The Anton Pannekoek Institute is responsible for education and research in astronomy in the Faculty of Natural Sciences, Mathematics and Informatics of the University of Amsterdam. The Institute is part of the Netherlands Research School for Astronomy (NOVA), a top research school program which funds instrumentation programs and collaborative research projects in Astronomy in the Netherlands. The Institute has a strong track record in theoretical and observational studies of protoplanetary discs. The emphasis is on studies of discs around intermediate mass pre-main-sequence stars, but recently activities have intensified to also study the more massive stars. Staff members are Waters, Kaper (observations) and Dominik (theory), one post-doc, and 5 PhD-students. Observational studies focus on the analysis of infrared spectra and images to study the physical structure and composition of the gas and dust.
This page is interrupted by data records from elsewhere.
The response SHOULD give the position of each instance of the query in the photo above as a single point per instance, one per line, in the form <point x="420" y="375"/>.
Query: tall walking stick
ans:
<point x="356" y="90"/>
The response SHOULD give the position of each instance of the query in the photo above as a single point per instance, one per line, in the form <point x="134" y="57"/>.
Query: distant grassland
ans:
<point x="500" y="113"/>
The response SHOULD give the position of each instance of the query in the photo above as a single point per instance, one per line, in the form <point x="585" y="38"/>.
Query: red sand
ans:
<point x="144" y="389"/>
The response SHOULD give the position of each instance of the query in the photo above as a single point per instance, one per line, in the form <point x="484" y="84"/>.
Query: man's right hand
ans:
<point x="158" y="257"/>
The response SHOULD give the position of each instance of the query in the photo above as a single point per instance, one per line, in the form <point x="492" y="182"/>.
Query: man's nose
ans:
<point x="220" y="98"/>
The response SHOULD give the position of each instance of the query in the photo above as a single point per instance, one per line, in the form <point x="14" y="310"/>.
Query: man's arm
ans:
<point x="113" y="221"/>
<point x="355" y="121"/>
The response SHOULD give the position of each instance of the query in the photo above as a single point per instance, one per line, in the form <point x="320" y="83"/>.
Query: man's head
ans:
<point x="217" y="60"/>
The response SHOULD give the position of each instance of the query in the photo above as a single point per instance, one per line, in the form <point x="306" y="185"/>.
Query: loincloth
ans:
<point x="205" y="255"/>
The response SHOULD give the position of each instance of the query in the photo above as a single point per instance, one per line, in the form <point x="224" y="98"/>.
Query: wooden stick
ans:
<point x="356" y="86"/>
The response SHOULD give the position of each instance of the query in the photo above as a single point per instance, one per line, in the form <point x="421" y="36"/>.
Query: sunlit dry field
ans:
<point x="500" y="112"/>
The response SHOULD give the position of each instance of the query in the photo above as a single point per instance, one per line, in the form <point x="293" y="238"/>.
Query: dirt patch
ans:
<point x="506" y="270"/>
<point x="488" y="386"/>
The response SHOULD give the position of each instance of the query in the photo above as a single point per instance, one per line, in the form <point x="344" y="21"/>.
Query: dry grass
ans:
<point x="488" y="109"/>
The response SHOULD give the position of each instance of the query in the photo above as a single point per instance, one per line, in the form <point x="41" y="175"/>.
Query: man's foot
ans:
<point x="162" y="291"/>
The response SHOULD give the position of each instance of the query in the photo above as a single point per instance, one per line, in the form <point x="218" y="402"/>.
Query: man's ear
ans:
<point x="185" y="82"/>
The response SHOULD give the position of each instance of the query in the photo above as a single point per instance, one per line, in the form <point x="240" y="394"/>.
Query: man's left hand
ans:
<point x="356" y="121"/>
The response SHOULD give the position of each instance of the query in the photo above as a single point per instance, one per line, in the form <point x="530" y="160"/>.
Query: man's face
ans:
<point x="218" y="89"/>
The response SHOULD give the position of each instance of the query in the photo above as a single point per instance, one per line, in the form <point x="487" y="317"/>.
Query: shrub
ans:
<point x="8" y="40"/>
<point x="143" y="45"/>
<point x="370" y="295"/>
The observations that are used are collected from space observatories such as Iso, Spitzer, Akari and Herschel, while ground-based images are collected using 8-meter class telescopes such as the Visir instrument at the Very Large Telescope (VLT) of the European Southern Observatory (ESO), and ESO’s VLT interferometer.
Together with Waelkens (Leuven), Waters was the first to identify minerals in the protoplanetary discs surrounding intermediate mass young stars, and with Leinert (MPIA) he was also the first to use mid-infrared interferometry to spatially and spectrally resolve these discs, giving new views on the spatial distribution of the dust particles and their composition at a scale of 1AU. An important question is the relation between disc geometry (flaring versus self-shadowed, the presence of disc gaps), and the composition and spatial distribution of minerals in the disc, such as crystalline silicates.